A one-liner using np.where:


In [265]:
result = np.where(condition, a**2, 1)
print(result)


[[   1    1    1 7225 6400]
 [5625 4900 4225 3600 3025]
 [2500 2025    1    1    1]
 [   1    1    1    1    1]]

Masked arrays - how to handle (propagating) missing values

All operations related to masked arrays live in numpy.ma submodule.
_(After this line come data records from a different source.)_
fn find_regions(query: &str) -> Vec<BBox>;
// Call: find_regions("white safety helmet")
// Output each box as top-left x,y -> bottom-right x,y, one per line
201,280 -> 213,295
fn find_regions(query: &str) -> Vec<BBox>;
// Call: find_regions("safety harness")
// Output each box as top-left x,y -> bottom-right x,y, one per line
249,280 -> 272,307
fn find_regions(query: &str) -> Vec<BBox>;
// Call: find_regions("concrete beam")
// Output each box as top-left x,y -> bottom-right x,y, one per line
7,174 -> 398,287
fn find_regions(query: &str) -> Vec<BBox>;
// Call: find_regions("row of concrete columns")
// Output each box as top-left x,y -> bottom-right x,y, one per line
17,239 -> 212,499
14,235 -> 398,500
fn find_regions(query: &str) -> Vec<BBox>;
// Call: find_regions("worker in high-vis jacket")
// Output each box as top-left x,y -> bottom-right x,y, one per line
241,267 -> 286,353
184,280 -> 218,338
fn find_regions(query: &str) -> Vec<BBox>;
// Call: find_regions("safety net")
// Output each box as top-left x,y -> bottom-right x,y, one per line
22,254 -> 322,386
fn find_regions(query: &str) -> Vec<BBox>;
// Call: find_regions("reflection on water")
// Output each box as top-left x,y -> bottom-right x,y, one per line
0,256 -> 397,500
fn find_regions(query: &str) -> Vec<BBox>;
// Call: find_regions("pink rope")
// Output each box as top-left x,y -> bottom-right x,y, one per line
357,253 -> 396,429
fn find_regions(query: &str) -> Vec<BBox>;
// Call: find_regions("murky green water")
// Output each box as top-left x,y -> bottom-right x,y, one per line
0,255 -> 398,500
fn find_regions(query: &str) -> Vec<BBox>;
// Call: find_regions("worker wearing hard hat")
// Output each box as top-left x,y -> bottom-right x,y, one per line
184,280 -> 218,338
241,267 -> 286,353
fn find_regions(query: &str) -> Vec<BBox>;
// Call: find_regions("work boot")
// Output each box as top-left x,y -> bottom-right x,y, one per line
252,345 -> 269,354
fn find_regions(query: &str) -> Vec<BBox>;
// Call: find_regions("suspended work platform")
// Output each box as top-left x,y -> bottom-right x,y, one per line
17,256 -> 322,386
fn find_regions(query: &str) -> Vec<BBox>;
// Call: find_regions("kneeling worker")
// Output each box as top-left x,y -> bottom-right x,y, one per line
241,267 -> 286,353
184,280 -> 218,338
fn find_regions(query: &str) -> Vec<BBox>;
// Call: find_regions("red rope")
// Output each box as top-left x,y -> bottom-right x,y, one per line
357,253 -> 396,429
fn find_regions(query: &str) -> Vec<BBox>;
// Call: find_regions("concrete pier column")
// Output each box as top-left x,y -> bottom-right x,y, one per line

The simplest example of manual creation of a masked array:


In [266]:
a = np.ma.masked_array(data=[1, 2, 3],
                       mask=[True, True, False],
                       fill_value=-999)
a


Out[266]:
masked_array(data = [-- -- 3],
             mask = [ True  True False],
       fill_value = -999)

Often, a task is to mask array depending on a criterion.


In [267]:
a = np.linspace(1, 15, 15)

In [268]:
masked_a = np.ma.masked_greater_equal(a, 11)

In [269]:
masked_a


Out[269]:
masked_array(data = [1.0 2.0 3.0 4.0 5.0 6.0 7.0 8.0 9.0 10.0 -- -- -- -- --],
             mask = [False False False False False False False False False False  True  True
  True  True  True],
       fill_value = 1e+20)

Exercise 3

  • Create a "data" array of 30 linearly spaced numbers in the interval (1, 15)
  • Hint: use np.linspace or np.arange functions
  • Create a condition - a True/False (boolean) array, corresponding to the masked values
  • The data array should be masked where elements are
    • greater than 1
    • less or equal than 12
    • divisible by 2.
  • Mask the array depending on the condition
  • Hint: use np.where function

In [270]:
# Your code:
# arr =

In [271]:
# Your code:
# condition =

In [272]:
# masked_arr = np.ma.masked_where(condition, arr)
# print(masked_arr)

Shape manipulation


In [273]:
a = np.array([[1, 2, 3], [4, 5, 6]])

In [274]:
print('{} <-- array'.format(a))
print('{} <-- its shape'.format(a.shape))


[[1 2 3]
 [4 5 6]] <-- array
(2, 3) <-- its shape

In [275]:
a.flatten()


Out[275]:
array([1, 2, 3, 4, 5, 6])

In [315]:
a.repeat(4)


Out[315]:
array([1, 1, 1, 1, 2, 2, 2, 2, 3, 3, 3, 3, 4, 4, 4, 4, 5, 5, 5, 5, 6, 6, 6,
       6])

In [278]:
a.reshape((3, 2))


Out[278]:
array([[1, 2],
       [3, 4],
       [5, 6]])

In [279]:
print('Old shape: {}'.format(a.shape))
print('New shape: {}'.format(a.reshape((3, 2)).shape))


Old shape: (2, 3)
New shape: (3, 2)

Add a dimension


In [280]:
a[..., np.newaxis].shape


Out[280]:
(2, 3, 1)

Exercise 4

Generate a 2d array with 5x5. The first value is 0 and it grows left to right and top to bottom in increments on 0.1.


In [281]:
e4 = np.arange(0.,2.5,.1)
e4


Out[281]:
array([ 0. ,  0.1,  0.2,  0.3,  0.4,  0.5,  0.6,  0.7,  0.8,  0.9,  1. ,
        1.1,  1.2,  1.3,  1.4,  1.5,  1.6,  1.7,  1.8,  1.9,  2. ,  2.1,
        2.2,  2.3,  2.4])

In [282]:
e4.reshape([5,5])


Out[282]:
array([[ 0. ,  0.1,  0.2,  0.3,  0.4],
       [ 0.5,  0.6,  0.7,  0.8,  0.9],
       [ 1. ,  1.1,  1.2,  1.3,  1.4],
       [ 1.5,  1.6,  1.7,  1.8,  1.9],
       [ 2. ,  2.1,  2.2,  2.3,  2.4]])

Broadcasting

The fact that NumPy operates on an element-wise basis means that in principle arrays must always match one another's shape. However, NumPy will also helpfully "broadcast" dimensions when possible.